Datalog( value ); // 3

 

}

 

You might expect that "4" would appear in the datalog, but this is not always the case. Although line 1 holds when that line is executed, value maybe updated by update_value before that task is stopped at line 2. Hence, the value that appears in the datalog may not be "4".

 

We encountered a similar problem when we wrote a version of "spin" that used a wait until the light intensity was above the threshold of the operation timed out. In this case, the input 2 was being updated, rather than a variable by another task.
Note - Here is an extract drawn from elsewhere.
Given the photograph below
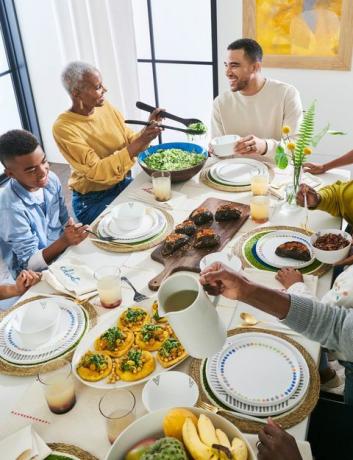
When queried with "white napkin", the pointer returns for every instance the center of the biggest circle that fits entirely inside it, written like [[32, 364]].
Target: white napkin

It looked a little like this:

 

wait (( initial_in2 > (IN_2-DELTA_IN2))|| ( Timer(0) < SPINTIME ) );

 

if ( initial_in2 > (IN_2-DELTA_IN2))

{

// get ball

}

else

{

// random move

}

 

The value of "IN_2" in the wait conditional may be different in the "if" conditional than in the "while".

 

Spend Most Time and Code Avoiding Failure Conditions.

 

Given the limited amount of memory available in the RCX, we found it necessary to address the most likely risks of failure for the robot. For some tasks we traded optimality, for instance, moving towards the first light source above a certain threshold versus detecting the brightest source of light on a full 360-degree sweep. We found it necessary to use such gross rules of thumb in some situations to conserve memory for more critical areas, such as edge detection.

 

The most sophisticated part of the program handles movement when an edge is reached. Our early versions of the code simply reversed the car and spun it around when an edge was reached. This proved largely successful, but sometimes the robot reversed or span onto the edge. In these situations the robot tended to reverse outside the square and move around the room, treating the outside of the border as the inside of the playing field. We found it necessary to address this risk properly. No matter how good the robot was at other applications its chance of failure was high if it approached an edge at an oblique angle or went towards a corner.

 

Use Incremental Development

 

The initial version of the program contained 10 tasks. When it run it was impossible to understand what was happening. We solved this problem by starting again and adding one task at a time, we could do this because we reduced the number of concurrent tasks. If the behavior was not as we expected then we were able to isolate the problem areas, without having to consider the effects of many concurrent tasks. For example, we developed a program that kept the started the robot moving, when it hit an edge it turned around and kept moving.

 

Announce or Log Events rather than Displaying Inputs

Development requires frequent "tweaking" of parameters and testing to ensure the soundness of ideas. We soon discovered that rapid prototyping and event announcing or logging were the most effective methods. At one stage it appeared that the car was not detecting balls when the struck the front sensors. We were displaying the input level from the touch sensors, then running the robot along and looking to see if the value changed from 0 to 1 on the display. The car was hitting the ball, but it was not registering with the sensors. After spending time trying to work out why the sensors were not detecting the ball we constructed a small program that started the motors then beeped when a ball was detected. From this we found that the balls were being detected, but that this was not displayed. The code for this test program is given below.

 

//test_touch- test touch sensor sensitivity

 

task main{

 

Sensor(IN_1,IN_SWITCH);

PlaySound( 1 );

while( true )

{

if( IN_1 == 1 )

{

PlaySound(1);

Sleep(5);

}

}

}

 

We later incorporated part of this code into the final program.

 

 

References

 

Russell, Stuart and Norvig, Peter (1995). Artificial Intelligence: A Modern Approach. Prentice Hall, Upper Saddle River, New Jersey.